The European Commission said the EU can cut greenhouse gases 25 percent below 1990 levels by 2020, surpassing its own 20 percent target, through an efficiency campaign in transportation, construction and agriculture.
"The good news is we don't need to wait for technological breakthroughs," said European climate commissioner Connie Hedegaard, because existing technologies are enough. "We need to start the transition toward a competitive low carbon economy now," she said in a statement.
The overall goal is to cut emissions 80 percent by 2050. The plan, released in Strasbourg, France, sets milestones of 40 percent by 2030 and 60 percent by 2040.
The plan, called Roadmap 2050, is to be presented to the European Parliament and member states for drawing up appropriate legislation.
Environmentalists criticized the commission for refusing to revise the overall emissions target for 2020 from 20 percent to 30 percent below its level in 1990. The EU has said it will only raise that target as part of an international agreement requiring other industrial countries to radically reduce emissions.
"It's a bit disappointing the commission hasn't come out with a 30 percent greenhouse gas target. All the analysis shows it's very cheap, it's the kind of thing we can do," said Sanjeev Kumar of the environmental group E3G.
"The Commission's paper shows that the case for a 30 percent EU carbon target has never been stronger," said Joris den Blanken of Greenpeace.
The plan envisions investments of euro270 billion a year, or 1.5 percent of the EU's economic output, but said most or all of that would be recovered through lower oil and gas imports. Over the next 40 years, fuel costs could fall by euro175 billion to euro320 billion a year, the commission said, but without action those bills will more than double.
Even with that increase in spending, the EU would lag behind China, India and Korea in terms of green investment, it said.
The plan calls for a tightening of Europe's cap and trade scheme, under which companies have limits on the amount of greenhouse gases they emit. They can buy extra credits if they exceed their limit from companies that emit less than allowed.

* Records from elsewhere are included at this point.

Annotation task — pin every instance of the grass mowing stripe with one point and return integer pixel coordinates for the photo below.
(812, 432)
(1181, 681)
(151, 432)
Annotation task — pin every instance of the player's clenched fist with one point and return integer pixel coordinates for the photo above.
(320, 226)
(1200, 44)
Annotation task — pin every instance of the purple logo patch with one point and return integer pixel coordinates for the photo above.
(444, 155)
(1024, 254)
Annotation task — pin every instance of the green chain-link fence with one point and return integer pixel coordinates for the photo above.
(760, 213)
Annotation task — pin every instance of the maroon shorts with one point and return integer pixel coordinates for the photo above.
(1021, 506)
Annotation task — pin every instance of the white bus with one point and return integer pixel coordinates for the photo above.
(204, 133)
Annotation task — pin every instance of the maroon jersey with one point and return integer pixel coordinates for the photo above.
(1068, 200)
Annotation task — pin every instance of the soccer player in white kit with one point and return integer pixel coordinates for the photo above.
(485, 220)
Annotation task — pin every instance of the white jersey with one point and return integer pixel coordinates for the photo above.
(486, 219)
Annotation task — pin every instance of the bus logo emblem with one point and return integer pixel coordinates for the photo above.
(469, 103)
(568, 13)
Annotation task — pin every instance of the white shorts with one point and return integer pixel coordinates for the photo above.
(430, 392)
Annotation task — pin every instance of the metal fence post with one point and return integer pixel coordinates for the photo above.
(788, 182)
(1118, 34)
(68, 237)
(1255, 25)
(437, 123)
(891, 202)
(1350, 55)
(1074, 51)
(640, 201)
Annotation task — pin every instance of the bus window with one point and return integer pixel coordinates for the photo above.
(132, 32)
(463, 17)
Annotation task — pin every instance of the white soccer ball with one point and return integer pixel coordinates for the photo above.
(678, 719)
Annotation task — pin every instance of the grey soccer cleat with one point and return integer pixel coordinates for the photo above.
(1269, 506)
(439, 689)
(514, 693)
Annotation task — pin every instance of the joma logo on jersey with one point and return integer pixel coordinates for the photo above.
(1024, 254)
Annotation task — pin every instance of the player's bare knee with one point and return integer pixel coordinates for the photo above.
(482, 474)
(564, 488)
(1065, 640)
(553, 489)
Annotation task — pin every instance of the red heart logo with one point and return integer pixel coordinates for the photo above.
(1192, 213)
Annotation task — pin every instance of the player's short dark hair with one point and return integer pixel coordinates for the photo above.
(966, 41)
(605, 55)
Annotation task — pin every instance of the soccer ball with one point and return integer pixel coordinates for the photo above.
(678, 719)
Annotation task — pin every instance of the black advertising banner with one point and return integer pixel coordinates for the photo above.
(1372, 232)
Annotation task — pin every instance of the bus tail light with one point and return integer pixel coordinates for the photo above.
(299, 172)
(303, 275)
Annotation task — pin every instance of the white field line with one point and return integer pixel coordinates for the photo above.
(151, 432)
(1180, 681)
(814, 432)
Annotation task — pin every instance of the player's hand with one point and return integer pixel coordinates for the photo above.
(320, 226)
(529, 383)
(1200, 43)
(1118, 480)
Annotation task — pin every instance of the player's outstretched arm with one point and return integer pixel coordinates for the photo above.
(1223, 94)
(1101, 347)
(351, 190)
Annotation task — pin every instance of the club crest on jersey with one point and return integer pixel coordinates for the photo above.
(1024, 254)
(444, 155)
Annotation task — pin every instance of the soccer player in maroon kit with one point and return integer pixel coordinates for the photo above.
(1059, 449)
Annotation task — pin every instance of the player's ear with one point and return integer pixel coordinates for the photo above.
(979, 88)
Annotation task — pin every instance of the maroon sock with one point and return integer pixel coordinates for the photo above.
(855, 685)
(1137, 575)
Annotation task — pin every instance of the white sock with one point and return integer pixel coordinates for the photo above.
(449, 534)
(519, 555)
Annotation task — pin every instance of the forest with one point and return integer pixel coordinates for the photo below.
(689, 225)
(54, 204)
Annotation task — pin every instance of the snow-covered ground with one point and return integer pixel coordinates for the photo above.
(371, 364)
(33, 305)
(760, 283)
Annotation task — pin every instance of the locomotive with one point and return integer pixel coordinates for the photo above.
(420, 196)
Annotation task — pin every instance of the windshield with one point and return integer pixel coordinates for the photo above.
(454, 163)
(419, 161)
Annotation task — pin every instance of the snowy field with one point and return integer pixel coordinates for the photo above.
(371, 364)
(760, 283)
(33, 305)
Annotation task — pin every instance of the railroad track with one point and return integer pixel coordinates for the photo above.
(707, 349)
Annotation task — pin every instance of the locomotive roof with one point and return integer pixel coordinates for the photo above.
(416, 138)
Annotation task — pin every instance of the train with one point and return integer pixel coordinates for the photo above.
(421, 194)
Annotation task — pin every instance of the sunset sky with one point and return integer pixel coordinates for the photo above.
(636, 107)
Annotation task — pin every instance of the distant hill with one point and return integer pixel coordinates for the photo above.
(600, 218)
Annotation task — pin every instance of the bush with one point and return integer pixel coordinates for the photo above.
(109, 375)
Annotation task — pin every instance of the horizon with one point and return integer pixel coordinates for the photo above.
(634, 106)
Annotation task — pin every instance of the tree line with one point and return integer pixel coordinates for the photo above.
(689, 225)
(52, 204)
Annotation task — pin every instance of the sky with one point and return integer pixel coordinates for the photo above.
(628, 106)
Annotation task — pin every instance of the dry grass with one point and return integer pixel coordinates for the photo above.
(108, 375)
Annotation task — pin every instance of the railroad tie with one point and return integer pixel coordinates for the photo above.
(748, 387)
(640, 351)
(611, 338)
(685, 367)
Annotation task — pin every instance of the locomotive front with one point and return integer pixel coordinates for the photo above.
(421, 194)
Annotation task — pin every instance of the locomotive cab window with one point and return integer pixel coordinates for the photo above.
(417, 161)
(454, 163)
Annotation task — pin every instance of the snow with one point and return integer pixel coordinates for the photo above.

The commission did not say by how much they would lower the ceiling, leaving that question open for discussion among the 27 member states. But the provision for issuing fewer pollution permits "makes the whole proposal a different ball game to what we had on the table a week ago," Kumar told The Associated Press.
But a business group objected that the plan, especially its proposed reduction of pollution allowances, increased uncertainty.
"To improve predictability, it is essential not to disrupt the EU climate and energy policy framework already in place for 2020," said Business Europe. Further action on climate change should be matched by the EU's trading partners, it said.
The commission said at the current rate the EU will improve its energy efficiency by 9 percent by 2020, less than half its target, and listed a series of actions by governments and citizens to lift that rate.
It proposed that 3 percent of all public buildings a year should be refurbished. Energy companies can help consumers reduce consumption by installing double glazing. Energy labels on appliances help customers decide which refrigerator, freezer or washing machine to buy and encourages manufacturers to make better household equipment, it said.
By 2050 power generation could become carbon-free through the use of renewable energy like wind and solar, by capturing and burying carbon dioxide emitted by power plants and by increasing reliance on nuclear energy, the plan said.
The plan anticipates a bonus in the creation of up to 1.5 million new jobs. "Renewable energy has a strong track record in job creation. In just five years, the renewable industry increased its work force from 230 000 to 550 000," it said.